Up early for a Saturday

Getting ready to head out to the spring meeting of the Minnesota Republican Party's State Central Committee delegates. I'm not a delegate but I'll be present as part of the scurrilous media, representing AM 1280 The Patriot.

One of the main orders of business is election of the MNGOP's chair. Incumbent Keith Downey is seeking a second term and will be opposed by Bill Jungbauer (former chair of the Congressional District 2 Republicans) and late entrant Neil Lynch, who is currently chair of the Republican Liberty Caucus Minnesota.

Given that Jungbauer was a favorite of the tea party/libertarian Republicans, a lot of folks speculated that Lynch's entrance in the race will only serve to split that constituency, thus favoring Downey for reelection. On Thursday afternoon, Lynch chose to respond to that assertion.

There is a persistent question that keeps coming up in my discussions with potential voters, and I'd like to address this matter directly:

Two of the candidates in this race are considered part of the "liberty" movement in Minnesota. There's a concern that we will split the "liberty" vote, which would guarantee that the third candidate wins.

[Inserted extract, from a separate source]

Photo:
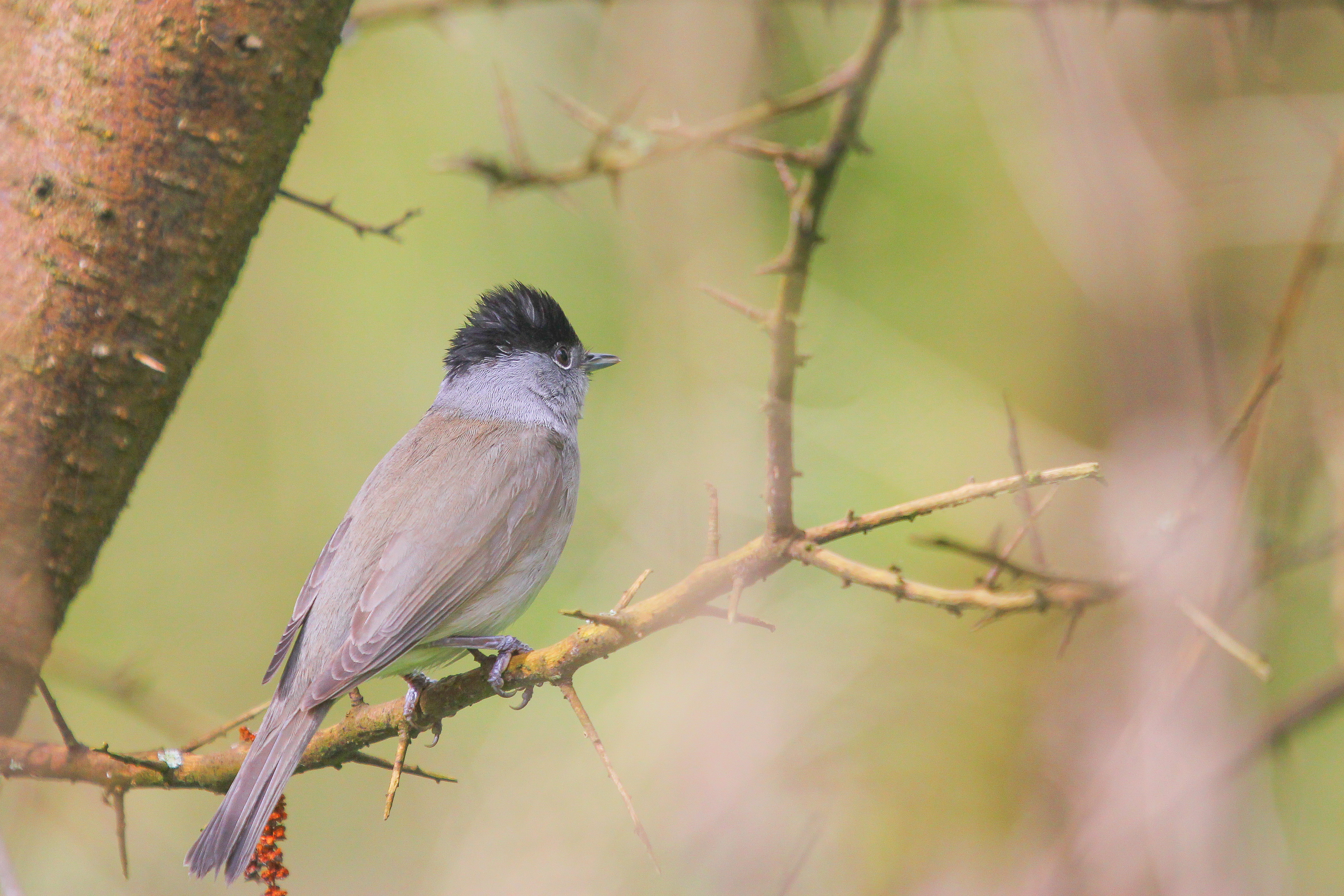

I could get into a nerdy discussion about the size of the "liberty" SCC delegation and the math of a 3-way race where a 50% +1 majority is required to win, but I'll just say this...

I have a track record of building strong, positive relationships with all segments of the party, not just within a particular wing, and not just when it's convenient to win an election. In fact, some of my strongest supporters are people who are not considered part of the "liberty" movement.

So, rather than obsess over the straw man argument of "splitting the vote" of a particular group, I choose to gain support from all segments of the party.

I know Neil personally and thus can vouch for what he said regarding his "track record of building strong, positive relationships with all segments of the party." In 2012, Neil was an unabashed supporter of Ron Paul for President. When running for (and eventually elected as) delegate to the Republican National Convention, Neil was forthright about this. But once it was settled that Paul would not be the GOP presidential candidate, Neil vowed to coalesce behind nominee Mitt Romney. While some Paul supporters chose to suck their thumbs and sit out the election, Neil went to work in an effort to get Romney elected.

Since I'm not a delegate, I really haven't given serious consideration to whom I'd like to see elected as state party chair. All I know is that whomever is elected will still have the challenging tasks of a) continuing to alleviate the party's approximately $1.3 million debt and b) helping Republicans win more elections. If any of the three candidates is willing to take on those seemingly daunting prospects, they have my tremendous respect as well as perhaps a little sympathy.